Abstract
Rapid advancements in single-cell RNA-sequencing (scRNA-seq) technologies revealed the richness of myriad attributes encompassing cell identity, such as diversity of cell types, organ-of-origin, or developmental stage. However, due to the large scale of the data, obtaining an interpretable compressed representation of cellular states remains a computational challenge. For this task we introduce bioIB, a method based on the Information Bottleneck algorithm, designed to extract an optimal compressed representation of scRNA-seq data with respect to a desired biological signal, such as cell type or disease state. BioIB generates a hierarchy of weighted gene clusters, termed metagenes, that maximize the information regarding the signal of interest. Applying bioIB to a scRNA-seq atlas of differentiating macrophages and setting either the organ-of-origin or the developmental stage as the signal of interest provided two distinct signal-specific sets of metagenes that captured the attributes of the respective signal. BioIB’s representation can also be used to expose specific cellular subpopulations, for example, when applied to a single-nucleus RNA-sequencing dataset of an Alzheimer’s Disease mouse model, it identified a subpopulation of disease-associated astrocytes. Lastly, the hierarchical structure of metagenes revealed interconnections between the corresponding biological processes and cellular populations. We demonstrate this over hematopoiesis scRNA-seq data, where the metagene hierarchy reflects the developmental hierarchy of hematopoietic cell types.
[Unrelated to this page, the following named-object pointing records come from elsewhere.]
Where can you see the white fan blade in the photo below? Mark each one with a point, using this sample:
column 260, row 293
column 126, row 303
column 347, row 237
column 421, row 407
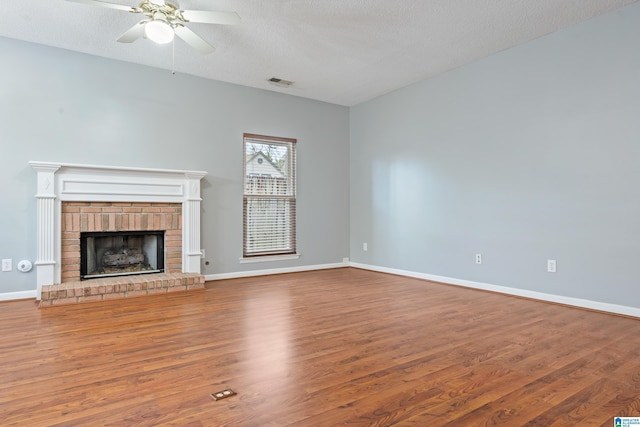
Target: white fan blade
column 106, row 4
column 193, row 40
column 211, row 17
column 133, row 33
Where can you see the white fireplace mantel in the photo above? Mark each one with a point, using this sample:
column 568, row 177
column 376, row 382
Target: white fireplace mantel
column 58, row 182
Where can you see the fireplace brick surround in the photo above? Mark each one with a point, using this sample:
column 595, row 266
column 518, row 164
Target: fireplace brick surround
column 74, row 198
column 79, row 217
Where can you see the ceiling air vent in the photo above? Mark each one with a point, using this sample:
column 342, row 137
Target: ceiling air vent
column 280, row 82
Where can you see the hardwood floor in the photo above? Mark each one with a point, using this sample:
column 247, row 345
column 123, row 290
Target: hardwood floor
column 327, row 348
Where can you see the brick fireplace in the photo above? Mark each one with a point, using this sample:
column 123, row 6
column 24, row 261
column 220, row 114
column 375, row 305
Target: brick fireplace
column 73, row 199
column 83, row 217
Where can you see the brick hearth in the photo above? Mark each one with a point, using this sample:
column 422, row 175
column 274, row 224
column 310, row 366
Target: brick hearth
column 119, row 287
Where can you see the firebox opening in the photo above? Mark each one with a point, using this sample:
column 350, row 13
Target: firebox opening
column 121, row 253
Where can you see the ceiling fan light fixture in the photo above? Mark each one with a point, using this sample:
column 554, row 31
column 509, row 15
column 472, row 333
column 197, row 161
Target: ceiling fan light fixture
column 159, row 31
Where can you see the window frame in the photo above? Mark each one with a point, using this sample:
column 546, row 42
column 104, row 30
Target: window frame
column 290, row 234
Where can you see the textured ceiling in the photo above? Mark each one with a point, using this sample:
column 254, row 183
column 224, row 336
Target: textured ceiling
column 339, row 51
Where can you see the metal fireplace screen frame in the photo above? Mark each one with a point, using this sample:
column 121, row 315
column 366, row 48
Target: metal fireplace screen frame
column 121, row 253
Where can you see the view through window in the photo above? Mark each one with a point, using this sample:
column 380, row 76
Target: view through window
column 269, row 196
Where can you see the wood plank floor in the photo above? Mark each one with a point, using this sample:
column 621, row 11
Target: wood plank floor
column 327, row 348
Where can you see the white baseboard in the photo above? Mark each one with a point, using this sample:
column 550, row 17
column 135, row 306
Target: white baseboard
column 9, row 296
column 269, row 271
column 576, row 302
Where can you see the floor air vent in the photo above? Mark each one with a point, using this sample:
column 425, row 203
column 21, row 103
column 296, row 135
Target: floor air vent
column 223, row 394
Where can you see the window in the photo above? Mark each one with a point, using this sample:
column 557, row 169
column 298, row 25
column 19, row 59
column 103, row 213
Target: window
column 269, row 200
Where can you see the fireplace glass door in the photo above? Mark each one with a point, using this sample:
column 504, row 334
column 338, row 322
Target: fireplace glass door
column 121, row 253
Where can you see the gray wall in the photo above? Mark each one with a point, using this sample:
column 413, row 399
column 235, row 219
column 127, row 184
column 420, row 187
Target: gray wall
column 61, row 106
column 528, row 155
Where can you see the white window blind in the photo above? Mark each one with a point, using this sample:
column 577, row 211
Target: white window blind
column 269, row 213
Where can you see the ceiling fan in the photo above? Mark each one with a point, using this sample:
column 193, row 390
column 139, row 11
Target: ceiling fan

Significance Single-cell gene expression represents an invaluable resource, encoding multiple aspects of cellular identity. However, its high complexity poses a challenge for downstream analyses. We introduce bioIB, a methodology based on the Information Bottleneck, that compresses data while maximizing the information about a biological signal-of-interest, such as disease state. bioIB generates a hierarchy of metagenes, probabilistic gene clusters, which compress the data at gradually changing resolutions, exposing signal-related processes and informative connections between gene programs and their corresponding cellular populations. Across diverse single-cell datasets, bioIB generates distinct metagene representations of the same dataset, each maximally informative relative to a different signal; uncovers signal-associated cellular populations; and produces a metagene hierarchy that reflects the developmental hierarchy of the underlying cell types.
Competing Interest Statement
The authors have declared no competing interest.
Footnotes
This version includes an updated description of the model. We explain how to estimate the relevant distributions from the inout data. Figure 1 is adapted accordingly.